On reflection, it seems to me that none of this is about the police, who risk life and limb protecting “the public,” who guard the line and cross the line between reasonable force and excessive violence as they police “the public.” And it’s not about Michael Brown, or the destruction of property and other acts of violence in Ferguson. People respond the way people respond. Everyone in question, they do so always in a moment, always in response to a situation or to sets of overlapping situations. Why do the police escalate the violence? Because they’re racist, because they’re scared, because they can, because they are trained to do so? Because they get caught up in a moment from which there is no way out? Because there are too many guns on the street, because of bad laws and bad policy, because there are too many white cops, because white people in this country don’t seem to think that black lives matter…to us. Why do people demonstrate, and why do they sometimes do so with violence? Because they too are caught up in a moment, because they respond to situations that are unfair, because they can’t breathe, because enough is enough, because it happens again and again, because they’re right to conclude that black lives don’t really matter to too many white people.

Race in America is a terrible thing to watch. The week of the Eric Garner grand jury acquittal, I got home to New York from Syracuse late Thursday. I arrived after the big demonstrations that night and the Wednesday night before. Listening to the radio, I caught the super-rightwing Michael Savage (Savage Nation) on his talk-show speaking out against (!) the police and against (!) the grand jury before then going off the rails, claiming that this country is led by a [black] troika consisting of Barack Obama, Eric Holder, and Al Sharpton.

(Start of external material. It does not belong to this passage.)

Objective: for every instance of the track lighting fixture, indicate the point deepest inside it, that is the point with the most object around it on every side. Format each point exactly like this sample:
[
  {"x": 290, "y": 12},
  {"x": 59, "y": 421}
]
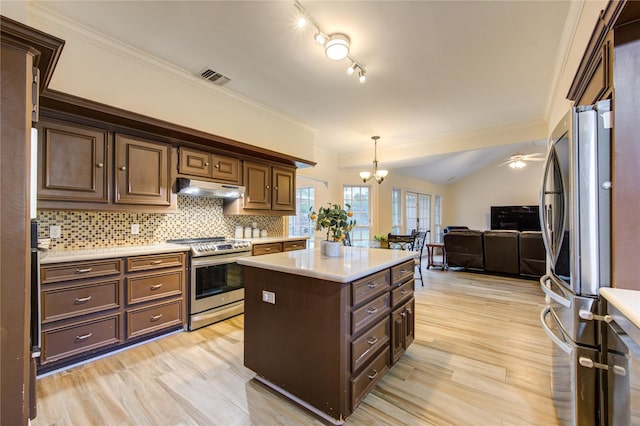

For his part, the more temperate David Brooks wrote a terrifying column in the NYT. The point of the article is to understand and to respect “the cop mind.” But what Brooks actually describes are stressed out officers who are isolated, hardened, and cynical in a hostile relation to the very society whom they serve.

Race can also be a wonderful thing to watch. I’m not unsympathetic to the police. Working men and women, their job is to hold a certain line, which in the end is supposed to protect “us all” from chaos. I  appreciate that the work is inherently violent. But my heart is with the protesters, black and white, who seek to move that line and renegotiate the terms upon which we draw them. I admire the protesters for their courage, for their conviction, for their clarity, for their youth.

What happens next? What has to change? How do or should recent events and the revelations they reveal impact the way we occupy space and share it with other people? As a citizen of New York, I would like to suspend liberal guilt and self-righteousness. I think about my neighbors, strangers and other passerby on the street, fellow congregants, colleagues, and my students, all the ones who aren’t white like me. Don’t they have the right to demand to know that I know that their lives matter like all lives? And there has to be proof. A person has to act on this deliberation. We’re in a bad place, in it all together, and there’s no way out other than together. All of us need to know this, most of all the police and the politicians. We should demand nothing less from them and nothing less from ourselves in our daily interaction and converse with each other. There shouldn’t have to be any second guessing about each other’s intentions.

In the end, these are the individual intentions that need to form into and out of a larger social mass. To misuse a phrase by Michel Foucault, “society must be defended.” In this bio-political moment what does it mean to “manage” a city, a country, a population, a multitude of people? What is the rule of law? Who determines that rule of law in a democracy? Even when they cross the line, and most of the time they don’t, who is defending civil society if not the demonstrators, caught up in this moment, demanding from the system, demanding for us all, as a constitutional right, better rule of law, transparency, accountability, and the consent of the governed?